Medical Device Daily Washington Editor

WASHINGTON — The meeting of the FDA’s circulatory systems device panel today and tomorrow in Gaithersburg, Maryland, is looking at a number of increasingly vexing questions about drug-eluting stent (DES) technology. But during a Tuesday conference call hosted by the agency, Daniel Schultz, the director of the Center for Devices and Radiological Health , gave no indication whether the center is leaning toward changing its policies concerning how it regulates this now-controversial class of products.

However, at least one company in this sector, Medtronic (Minneapolis), is preparing for the possibility that stent trials will have to run longer and/or enroll more subjects in order to pass regulatory muster.

Among the questions that the agency will seek responses to is whether DES is associated with higher all-cause mortality than bare-metal stent (BMS) devices and whether the safety concerns connected to DES outweigh the benefits compared to use of their BMS plain-Jane cousins. Considerable comment — and perhaps some criticism — of the trials looking at first-generation DES products from Cordis (Miami Lakes, Florida) and Boston Scientific (Natick, Massachusetts) is likely.

A recent meta-analysis of studies indicated that “drug-eluting stents increase the risk for late thrombosis 4- to 5-fold compared” to BMS but that the overall rate of thrombosis from all the studies in the review was fairly similar between DES and BMS. The article describing the meta-analysis, in the December edition of the American Journal of Medicine, stated that the rate of thrombosis “was 9.3 events per 1,000 drug-eluting stent patients compared with 9.0 events per 1,000” patients BMS-implanted.

Schultz said in the Dec. 5 conference call that the agency’s goal “in this meeting is to look at a complex set of issues [that will help] balance risks and benefits” for DES. He added that the panelists will give “the necessary expertise and breadth of view ... that will give us a balanced overview.”

The CDRH chief observed that it is not unusual for the agency to deal with various grey areas of safety in its risk/benefit analyses, but that the agency sees signals in “small numbers” that may point to bigger problems for the DES category. He said that the FDA hopes that this meeting will “provide a template of how we will deal with these issues in the future.”

“One of the most difficult aspects of analyzing and making sense of all the studies was that everyone was using different definitions,” Schultz said, adding that getting agreement to several key definitions is essential. He said that only limited progress will be made until the participants agree on a “common language [so as] to have a discussion that’s productive.”

Another problem with studies done to date is that they did not recruit identical populations. For the FDA, he said these situations make it difficult to “sort through that noise.”

“We would like to see everyone move toward a common definition of performance properties for stents ... but we cannot mandate that,” the FDAer pointed out.

Schultz said that the meeting will include discussions of off-label use as well, but he cautioned that “[w]e need to be careful in how we talk about what goes on between patient and doctor” because they each must be able to make decisions based on the benefit of a therapy to the patient.

Some in industry have suggested that because of the questions raised about previous trials — especially their length — the FDA will consider the idea of requiring longer and/or larger trials for some of these devices combined with pharmaceutical action. The focus thus far has been on DES, but an increasing number of products are using the device/drug combo strategy.

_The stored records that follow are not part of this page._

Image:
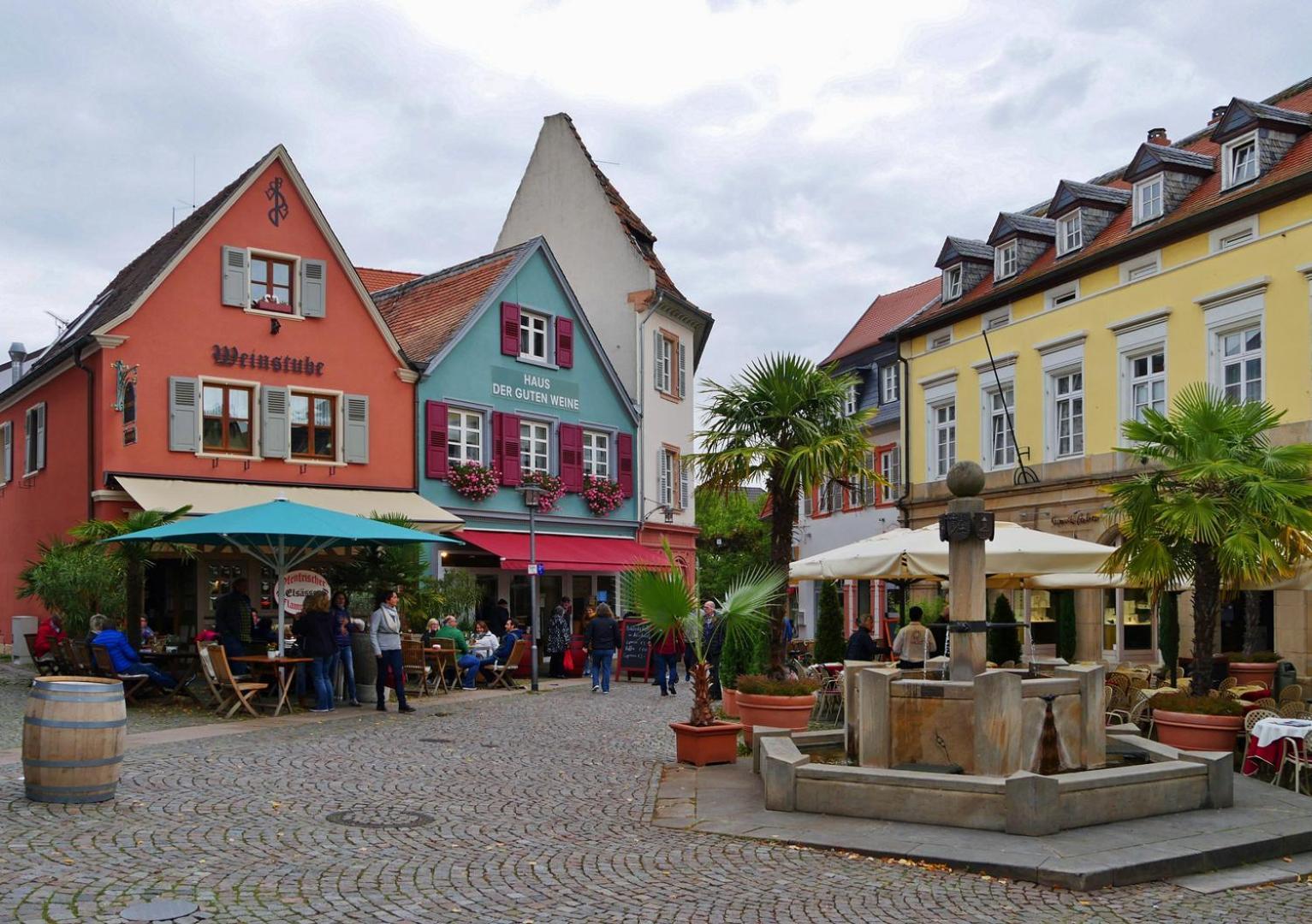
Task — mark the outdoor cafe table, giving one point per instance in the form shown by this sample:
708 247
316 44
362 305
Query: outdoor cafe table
285 674
1267 738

Campbell Rogers, MD, chief technical officer at Cordis, told Medical Device Daily at the Transcatheter Cardiovascular Therapeutics conference in October that that the problems encountered by coated stents have prompted his company to take another look at its clinical trial protocols.

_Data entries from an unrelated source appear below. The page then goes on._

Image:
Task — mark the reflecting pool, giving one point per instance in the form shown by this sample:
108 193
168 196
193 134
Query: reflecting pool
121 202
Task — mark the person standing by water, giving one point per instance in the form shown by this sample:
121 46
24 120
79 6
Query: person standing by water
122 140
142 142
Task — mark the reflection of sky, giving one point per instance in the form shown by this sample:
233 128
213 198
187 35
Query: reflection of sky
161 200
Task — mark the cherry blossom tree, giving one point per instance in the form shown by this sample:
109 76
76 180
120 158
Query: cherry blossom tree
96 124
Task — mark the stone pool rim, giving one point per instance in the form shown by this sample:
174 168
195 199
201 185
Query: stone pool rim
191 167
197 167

“We’re extending our three open randomized trials from five to eight years,” Rogers said. He said that it is difficult to anticipate how extended trials might affect device development efforts, but that different devices give off “different safety signals” and that this fact may “impact what regulatory agencies ask for” in terms of trial design and safety/efficacy data.

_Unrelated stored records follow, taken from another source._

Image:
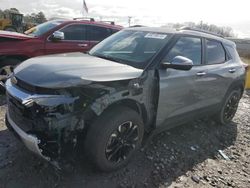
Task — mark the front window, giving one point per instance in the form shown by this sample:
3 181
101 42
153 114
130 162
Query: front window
135 48
43 28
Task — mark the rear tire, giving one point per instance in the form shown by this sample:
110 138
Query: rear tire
229 108
114 138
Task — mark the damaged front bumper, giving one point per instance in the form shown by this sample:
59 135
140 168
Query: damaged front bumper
30 141
43 129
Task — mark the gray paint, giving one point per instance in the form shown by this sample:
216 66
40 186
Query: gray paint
72 69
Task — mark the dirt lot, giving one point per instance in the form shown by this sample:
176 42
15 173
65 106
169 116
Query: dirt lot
185 156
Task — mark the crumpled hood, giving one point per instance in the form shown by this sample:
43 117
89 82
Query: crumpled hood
72 69
14 35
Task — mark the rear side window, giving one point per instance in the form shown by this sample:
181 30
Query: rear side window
96 33
189 47
74 32
215 52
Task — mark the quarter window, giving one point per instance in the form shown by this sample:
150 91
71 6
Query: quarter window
74 32
215 52
189 47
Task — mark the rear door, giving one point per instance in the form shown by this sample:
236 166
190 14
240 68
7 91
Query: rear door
75 40
181 92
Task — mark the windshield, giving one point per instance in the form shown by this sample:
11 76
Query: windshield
135 48
43 28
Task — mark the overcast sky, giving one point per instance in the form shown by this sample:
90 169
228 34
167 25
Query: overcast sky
152 13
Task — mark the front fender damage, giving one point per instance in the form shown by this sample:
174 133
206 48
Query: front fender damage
61 121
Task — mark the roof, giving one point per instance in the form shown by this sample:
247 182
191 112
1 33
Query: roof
184 32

Schultz declined to address this idea directly, saying, “I think that what we would like to do now is understand what information is missing and what we need to collect, and then how to best” optimize clinical studies.

Scott Papillon, a senior public relations manager for Medtronic, told MDD that the firm “submitted the PMA a few weeks ago” for its own offering in the DES category — the Endeavor — but he said he sees no current move by the agency to require more exhaustive trials. Papillon suggested, however, that the data for the Endeavor are likely to meet tougher standards. The trials involved 4,000 subjects followed for two to three years, hence much more thorough than the initial trials for the Cypher and the Taxus.

Papillon also noted that despite what Schultz said about definitions, those used by the three major stent manufacturers in the U.S. “are almost exactly the same.” But he acknowledged that the definition presented recently by the Academic Research Consortium (ARC; Santa Barbara, California) “broadened the word to capture some events,” those events including deaths of patients from circumstances unrelated to their cardiac health status.